In support of the necessary goal of achieving financial stability and sustainability of the Jewish day school movement, the Avi Chai Foundation has made a $1.6 million grant to the Institute for University-School Partnership at Yeshiva University (YU) to support YU’s comparative financial benchmarking work with 30 Jewish day schools in five communities across the country. The goal is to greatly improve their financial operations and planning and help make them more affordable without sacrificing quality.

The three-year capacity building grant, which is designed to match an equivalent amount of funding from local sources, including local foundations and federations, establishes a comprehensive program that involves comparative financial benchmarking, long-term financial planning, and extensive consulting support for those schools.
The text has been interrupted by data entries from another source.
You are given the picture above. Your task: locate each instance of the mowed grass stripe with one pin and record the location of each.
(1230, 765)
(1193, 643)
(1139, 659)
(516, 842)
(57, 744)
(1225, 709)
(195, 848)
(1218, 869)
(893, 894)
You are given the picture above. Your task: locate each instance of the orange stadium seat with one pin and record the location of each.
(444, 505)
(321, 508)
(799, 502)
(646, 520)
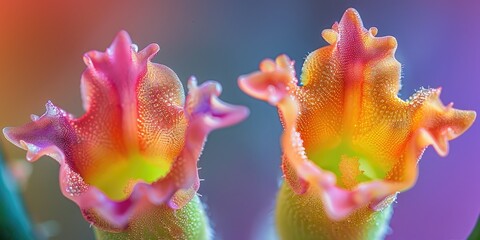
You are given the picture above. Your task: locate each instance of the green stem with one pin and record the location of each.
(14, 222)
(162, 222)
(302, 216)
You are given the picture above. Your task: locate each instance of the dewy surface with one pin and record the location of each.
(347, 132)
(139, 140)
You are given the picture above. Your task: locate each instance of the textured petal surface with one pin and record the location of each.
(138, 142)
(347, 132)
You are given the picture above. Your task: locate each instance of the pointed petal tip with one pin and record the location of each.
(352, 15)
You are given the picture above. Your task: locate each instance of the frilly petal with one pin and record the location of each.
(136, 117)
(344, 119)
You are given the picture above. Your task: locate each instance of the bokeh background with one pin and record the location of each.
(41, 48)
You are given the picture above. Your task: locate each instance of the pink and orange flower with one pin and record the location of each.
(347, 134)
(138, 143)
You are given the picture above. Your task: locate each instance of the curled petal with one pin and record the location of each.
(139, 141)
(346, 132)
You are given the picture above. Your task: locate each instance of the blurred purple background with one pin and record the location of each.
(41, 48)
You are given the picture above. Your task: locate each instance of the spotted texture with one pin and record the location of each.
(348, 137)
(138, 143)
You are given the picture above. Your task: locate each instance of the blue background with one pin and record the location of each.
(41, 47)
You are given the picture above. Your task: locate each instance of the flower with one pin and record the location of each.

Local communities, with the support of their area philanthropists who view sustainable day schools as a key communal priority, are actively pursuing participation in the program, and the Institute is currently working on the selection process. The Partnership for Excellence in Jewish Education (PEJE) will provide consulting support to the program

YU and Avi Chai view the program as a “Phase I” effort, which, if proven successful, would ultimately be scaled up to encompass 200 schools in 30 communities.

“This initiative marks the first time such an all-encompassing effort of comparative financial analysis and long-range planning has been established on a communal level,” said Dr. Harry Bloom, the Institute’s director of planning and performance improvement. “It will provide great transparency into day school finances, from costs to revenue, so that they may achieve significant improvements based on hard facts, while preserving educational quality. Ultimately, our goal is to help these 30 schools achieve a 10% improvement in their finances, with a collective target value of $30 million in benefit to them.”

The initiative is an expansion of a pilot program facilitated by the Institute in several communities across the country, including Bergen County, NJ. That effort employed a “Benchmark Survey” to identify significant school-specific revenue enhancement and expense reduction opportunities.